Draft: Research software licensing guide

A practical guide on why software licenses matter and how to choose one and what practical steps to take

June 21, 2023 - Radovan Bast and Kathleen A. Smart


This is a preliminary draft of a proposed research software licensing guide to be used by researchers at UiT. We are sharing this draft with colleagues and various stakeholders for review and comments. Please send comments, suggestions, and corrections to radovan.bast@uit.no.

This guide is shared under the Creative Commons CC0 waiver.

What is "research software"?

We consider any code, script, notebook, or file, regardless of size, as "research software" if it is needed to generate, visualize, or reproduce data/results that are part of, or will form part of a publication. You don't need to be a "proper software engineer" to produce software. Most research software is not written by "proper software engineers" (whatever that means).

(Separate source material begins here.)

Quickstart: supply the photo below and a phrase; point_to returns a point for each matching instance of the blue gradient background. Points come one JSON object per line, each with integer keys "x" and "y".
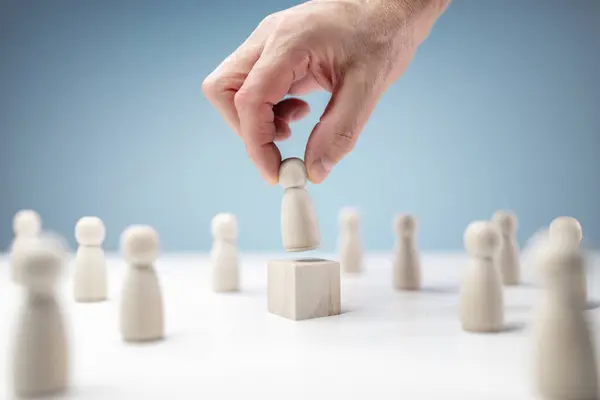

Examples of "research software" for the purpose of this guide:

  • Script to convert data from one format to another
  • Script to read data and visualize it
  • Program that generates data
  • Analysis script
  • Set of scripts that form an analysis pipeline
  • Code that is compiled
  • Code that is dynamically interpreted and not compiled
  • Web app

Why software licenses matter

Imagine the following frequent scenario: You find some great code or data that you want to reuse for your own publication. This is good for the original author - you will cite them. Maybe other people who cite you will cite them. You need to modify the code a little bit, or you remix the data a bit. But then, when it comes time to publish, you realize there is no license to the original work. Thus, you can't release the new stuff you made!

Now you have a problem:

  • You manage to publish the paper without the software/data but others cannot build on your software and data and you don't get as many citations as you could.
  • Or, you cannot publish it at all if the journal requires that papers should come with data and software so that they are reproducible.

Next time you are smarter and check the license before building on someone else's work. And others may approach your work the same way.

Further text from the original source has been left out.